PDA

View Full Version : A Question of House-Ruling



bugfoxmaster
2010-06-19, 09:14 PM
Hey all.
I'll be DMing a Pathfinder campaign starting soon, and have been looking over potential flaws and houserules and such.

I'll cut straight to the chase. I've been looking around on these forums, and have seen a houserule that, on skill checks, makes natural 20 = 25 and natural 1 = -4. This preserves the 'special' rolls' feel, while simultaneously avoid halflings jumping to the moon. This also allows traps not to be made practically inane by level 10 (where a rogue or bard putting a skill rank in Disable Device every level will literally find it impossible to fail the roll (DC 25) by 5 or more), and, I feel, allows a more exciting game at times, since the heroes can do some awesome things by rolling a 20.

So, thoughts? I'd like some opinions on whether or not anyone here who's tried this rule could tell me how it's worked out, whether it's enjoyable, and, well, overall whether it's worth applying in my own game.

Rixx
2010-06-19, 09:16 PM
That's a neat one, but I'd change the penalty for rolling a 1 to -5 to match the +5 for rolling a 20.

Raiki
2010-06-19, 09:24 PM
I actually played in an epic game where, to avoid the problem of lvl 1 commoners hitting our 55 AC swashbuckler 5% of the time, and the raging barbarian from missing those same commoners another 5% of the time. We treated a roll of a natural 20 to be a 30, and a 1 to be a -10. It actually worked out fairly well, though I'm not sure if the +10/-10 thing would work as well in earlier levels.

~R~

jokey665
2010-06-19, 09:25 PM
That's a neat one, but I'd change the penalty for rolling a 1 to -5 to match the +5 for rolling a 20.
Math. Learn it.

(Hint: 1-5=-4)

Knaight
2010-06-19, 09:34 PM
Of course, the DMG lists the count a 20 as a 30 rule and count a 1 as -10, furthermore D&D treats 10, not 10.5 as average, so between the rule and the idea of defining extremes as a certain distance from the norm (infinite when looking at auto fail, auto succeed cases) -5 makes just as much sense as -4.

grarrrg
2010-06-19, 09:38 PM
Math.
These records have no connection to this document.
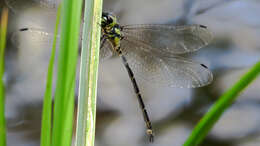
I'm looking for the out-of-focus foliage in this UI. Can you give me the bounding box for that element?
[3,0,260,146]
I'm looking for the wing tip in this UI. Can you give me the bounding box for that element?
[199,25,208,28]
[19,27,29,31]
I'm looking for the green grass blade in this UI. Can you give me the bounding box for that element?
[184,62,260,146]
[0,8,8,146]
[41,6,61,146]
[76,0,102,146]
[52,0,82,146]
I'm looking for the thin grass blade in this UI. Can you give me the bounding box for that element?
[41,6,61,146]
[52,0,82,146]
[76,0,102,146]
[0,8,8,146]
[183,62,260,146]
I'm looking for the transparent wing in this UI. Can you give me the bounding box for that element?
[122,24,212,56]
[11,28,56,49]
[5,0,61,12]
[11,28,110,60]
[121,38,213,88]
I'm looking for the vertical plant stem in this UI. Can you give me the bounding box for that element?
[41,6,61,146]
[52,0,82,146]
[0,8,8,146]
[76,0,102,146]
[183,62,260,146]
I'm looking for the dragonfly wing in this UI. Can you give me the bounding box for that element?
[11,28,113,60]
[121,38,213,88]
[11,28,58,49]
[122,24,212,56]
[5,0,60,12]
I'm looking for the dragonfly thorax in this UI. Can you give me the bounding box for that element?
[101,12,123,49]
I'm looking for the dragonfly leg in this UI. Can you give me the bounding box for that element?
[100,35,107,48]
[120,55,154,142]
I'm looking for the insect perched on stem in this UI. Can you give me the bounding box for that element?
[12,7,213,142]
[100,12,213,142]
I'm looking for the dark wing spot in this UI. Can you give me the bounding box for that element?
[200,25,207,28]
[200,64,208,69]
[19,28,29,31]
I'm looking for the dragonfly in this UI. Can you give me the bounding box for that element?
[9,0,213,142]
[100,12,213,142]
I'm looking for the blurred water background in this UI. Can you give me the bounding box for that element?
[0,0,260,146]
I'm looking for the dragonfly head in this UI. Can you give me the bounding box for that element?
[101,12,116,28]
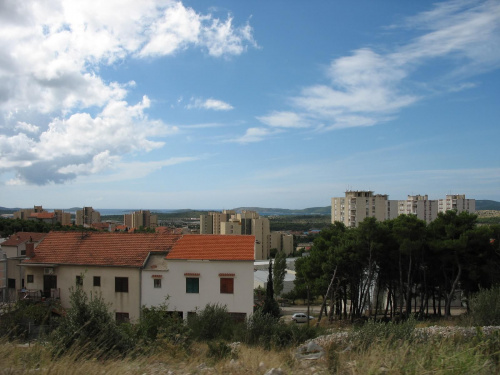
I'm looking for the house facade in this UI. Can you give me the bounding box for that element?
[22,232,180,321]
[22,232,255,322]
[0,232,47,302]
[141,235,255,320]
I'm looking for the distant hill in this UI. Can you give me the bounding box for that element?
[476,200,500,211]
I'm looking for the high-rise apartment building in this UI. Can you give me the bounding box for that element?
[271,232,293,255]
[438,194,476,213]
[14,206,46,220]
[332,190,476,227]
[397,195,438,223]
[332,190,388,228]
[75,207,101,226]
[123,210,158,229]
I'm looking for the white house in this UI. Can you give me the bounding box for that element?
[141,235,255,319]
[21,232,255,322]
Learn it. (Hint: 1-5=-4)

There are also aesthetic considerations, in which case -5 "looks" more correct.
Also, as Raiki said, his game uses attack rolls of 1 as -10 and attack rolls of 20 as 30 (+10), although this makes slightly more sense, as a 1 is normally treated as an unmodifiable 0 (that is, the entire attack roll, after modifiers is essentially 0 -> miss)

Shouldn't make a huge difference either way though, because you still have to roll a nat 1 for it to be relavant.